Fujisato (藤里町, Fujisato-machi) is a town located in Akita, Japan. As of 28 February 2023, the town had an estimated population of 2,890 in 1315 households, and a population density of 10 persons per km^{2}. The total area of the town is 281.98 sqkm.

==Geography==
Fujisato is located at the confluence of the Kasuge River and the Fujikoto River in the Yoneshiro River system in far northwestern of Akita Prefecture. It is bordered by the World Heritage Site Shirakami Mountains to the south, and by Aomori Prefecture to the north. The town itself is nestled in a small valley at the base of the Shirakami Mountains. The hillsides are brimming with lush green in the summer, amazing orange in the autumn, and covered in white snow during the winter. Due to its location in the middle of the mountains, the temperature in Fujisato can get remarkably cold at night, with snowfall tending to be somewhat greater than that in neighboring municipalities.

===Neighboring municipalities===
Akita Prefecture
- Happō
- Kitaakita
- Noshiro
- Ōdate
Aomori Prefecture
- Ajigasawa
- Nishimeya

===Climate===
Fujisato has a humid continental climate (Köppen climate classification Cfa) with large seasonal temperature differences, with warm to hot (and often humid) summers and cold (sometimes severely cold) winters. Precipitation is significant throughout the year, but is heaviest from August to October. The average annual temperature in Fujisato is 10.3 °C. The average annual rainfall is 1471 mm with September as the wettest month.
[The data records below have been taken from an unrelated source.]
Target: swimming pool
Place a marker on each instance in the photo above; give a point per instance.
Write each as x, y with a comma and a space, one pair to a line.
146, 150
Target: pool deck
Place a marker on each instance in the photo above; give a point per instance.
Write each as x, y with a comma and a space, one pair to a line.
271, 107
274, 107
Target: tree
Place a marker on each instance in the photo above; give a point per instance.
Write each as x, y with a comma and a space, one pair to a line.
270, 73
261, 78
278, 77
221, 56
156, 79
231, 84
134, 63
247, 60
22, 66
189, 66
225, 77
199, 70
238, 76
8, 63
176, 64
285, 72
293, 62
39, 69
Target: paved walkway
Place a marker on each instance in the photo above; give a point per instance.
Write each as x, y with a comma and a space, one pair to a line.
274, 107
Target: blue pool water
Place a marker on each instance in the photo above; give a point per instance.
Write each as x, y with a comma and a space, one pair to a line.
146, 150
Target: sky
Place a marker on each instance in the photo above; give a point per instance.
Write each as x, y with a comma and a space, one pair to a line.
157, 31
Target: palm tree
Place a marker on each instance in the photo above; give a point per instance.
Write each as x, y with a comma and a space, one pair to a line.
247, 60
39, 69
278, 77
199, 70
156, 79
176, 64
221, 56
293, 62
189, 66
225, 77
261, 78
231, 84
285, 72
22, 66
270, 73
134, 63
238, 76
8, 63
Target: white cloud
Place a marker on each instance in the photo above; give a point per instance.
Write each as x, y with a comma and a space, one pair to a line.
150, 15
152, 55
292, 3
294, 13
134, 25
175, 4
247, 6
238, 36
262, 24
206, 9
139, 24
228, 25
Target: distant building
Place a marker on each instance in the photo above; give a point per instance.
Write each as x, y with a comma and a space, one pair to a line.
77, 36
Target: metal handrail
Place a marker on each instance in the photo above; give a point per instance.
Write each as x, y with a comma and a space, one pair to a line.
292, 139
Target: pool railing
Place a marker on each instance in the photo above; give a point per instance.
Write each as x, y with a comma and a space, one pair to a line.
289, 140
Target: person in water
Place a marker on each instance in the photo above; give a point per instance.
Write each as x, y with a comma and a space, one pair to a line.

The temperatures are highest on average in August, at around 24.3 °C, and lowest in January, at around -2.1 °C.

==Demographics==
Per Japanese census data, the population of Fujisato peaked around the year 1950 and has been in steady decline since then.

==History==
The area of present-day Fujisato was part of ancient Dewa Province, dominated by the Satake clan during the Edo period, who ruled Kubota Domain under the Tokugawa shogunate. The area was organized into villages within Yamamoto District, Akita with the establishment of the modern municipalities system on April 1, 1884. The village of Fujisato was established on March 31, 1955, from the merger of the villages of Fujigoto and Kasuge, both from Yamamoto District. It was raised to town status on November 1, 1963.

==Government==
Fujisato has a mayor-council form of government with a directly elected mayor and a unicameral town council of ten members. Fujisato, together with the city of Noshiro and the other municipalities of Yamamoto District contributes four members to the Akita Prefectural Assembly. In terms of national politics, the town is part of Akita 2nd district of the lower house of the Diet of Japan.

==Economy==
The economy of Fujisato is based on agriculture and forestry. Economic development has been hampered by the town's isolation: there are no railway lines, national roads, or major local roads to any neighboring municipality.

==Education==
Fujisato has one public elementary school and one public middle school operated by the town government. The town does not have a high school.

==Transportation==
Fujisato has no railways and is not served by the Japanese national highway system. Access is primarily through Akita Prefectural Road 200 or 317.